# Recruiting Term Glossary



## Jason Svoboda

*Contact* occurs any time a coach has any face-to-face contact with a prospective student-athlete or the prospect’s parents off the college’s campus and says more than hello. A contact also occurs if a coach has any contact with the prospective student-athlete or his or her parents at the prospective student-athlete’s high school or any location where the prospect is engaging in competition or practice.

*Contact period* is the time when a college coach may have in-person contact with a prospective student-athlete and the prospect’s parents on or off the college’s campus. The coach may also watch the prospective student-athlete play or visit his or her high school. The prospect and the parents may visit a college campus, and the coach may write and telephone during this period.

*Dead period* is a time when the college coach may not have any in-person contact with the prospective student-athlete or the prospect’s parents at any time. The coach may write and telephone during this time.

*Evaluation* is an activity by a coach to evaluate a prospective student-athlete’s academic or athletics ability. This would include visiting the prospective student-athlete’s high school or watching the prospect practice or compete.
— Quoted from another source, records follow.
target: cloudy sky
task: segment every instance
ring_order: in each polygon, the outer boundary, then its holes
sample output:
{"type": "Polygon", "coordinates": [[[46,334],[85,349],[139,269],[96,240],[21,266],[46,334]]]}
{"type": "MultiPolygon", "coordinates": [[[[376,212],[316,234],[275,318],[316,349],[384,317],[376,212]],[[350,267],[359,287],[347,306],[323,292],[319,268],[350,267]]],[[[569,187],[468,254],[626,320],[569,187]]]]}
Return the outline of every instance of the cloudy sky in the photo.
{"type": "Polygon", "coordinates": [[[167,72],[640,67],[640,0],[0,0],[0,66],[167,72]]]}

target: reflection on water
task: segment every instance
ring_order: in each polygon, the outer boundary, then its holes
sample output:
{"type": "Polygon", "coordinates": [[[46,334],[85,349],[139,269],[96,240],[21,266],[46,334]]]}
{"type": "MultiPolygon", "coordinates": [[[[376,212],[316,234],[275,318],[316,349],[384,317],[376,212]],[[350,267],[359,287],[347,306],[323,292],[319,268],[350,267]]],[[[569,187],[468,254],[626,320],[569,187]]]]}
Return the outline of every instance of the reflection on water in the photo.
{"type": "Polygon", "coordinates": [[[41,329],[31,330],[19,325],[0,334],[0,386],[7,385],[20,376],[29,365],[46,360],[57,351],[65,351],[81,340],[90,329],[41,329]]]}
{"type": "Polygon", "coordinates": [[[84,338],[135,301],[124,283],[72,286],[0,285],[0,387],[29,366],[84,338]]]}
*Evaluation period* is the time a college coach may watch a prospective student-athlete play or visit the high school but cannot have any in-person conversations with the possible recruit or the parents off the college’s campus. The prospective student-athlete and the parents can visit a college campus during this period and a coach may call or write during this period.

*National Letter of Intent* is the document a prospective student-athlete signs when he or she agrees to attend the designated college or university for one academic year. According to the terms of the National Letter of Intent program, participating institutions agree to provide athletics financial aid for one academic year to the student-athlete, provided he or she is admitted to the institution and is eligible for financial aid under NCAA rules. An important provision of the National Letter of Intent program is a recruiting prohibition applied after a prospective student-athlete signs a National Letter of Intent. This prohibition requires participating institutions to cease recruitment of a prospective student-athlete once a National Letter of Intent is signed with another institution.

*Official visit* is a prospective student-athlete’s visit to a college campus paid for by the college. The college can pay for transportation to and from the college, room and meals (three per day) while visiting and reasonable entertainment expenses, including three complimentary admissions to a home athletics contest. NCAA recruiting bylaws limit the number of official visits a recruit may take to five.

*Prospective student-athlete* is the title given when a student enters ninth grade. It also applies when, before a student’s ninth-grade year, a college gives the student, the student’s relatives or their friends any financial aid or other benefits that the college does not generally provide to prospective students.

*Quiet period* is a time when the college may not have any in-person talk with the prospective student-athlete or the parents off the college’s campus. The coach may not watch the prospect play or practice.The prospective student-athlete can visit college campuses during this time and a coach may write or telephone.

*Unofficial visit* is any visit by a prospective student-athlete and their parents to a college campus paid for by the prospective student athlete or the prospect’s parents. The only expense the prospective student-athlete can receive from the college is three complimentary admissions to a home athletics contest. The prospect may make as many visits as he or she likes and may take the visits at any time. The only time the prospective student-athlete cannot talk with a coach during an unofficial visit is during a dead period.

*Verbal commitment* is the phrase used to describe a college-bound student-athlete’s commitment to a school before he or she is able to sign a National Letter of Intent. A college-bound student athlete can announce a verbal commitment at any time. While verbal commitments have become popular, they are NOT binding on either the college-bound student-athlete or the school.


----------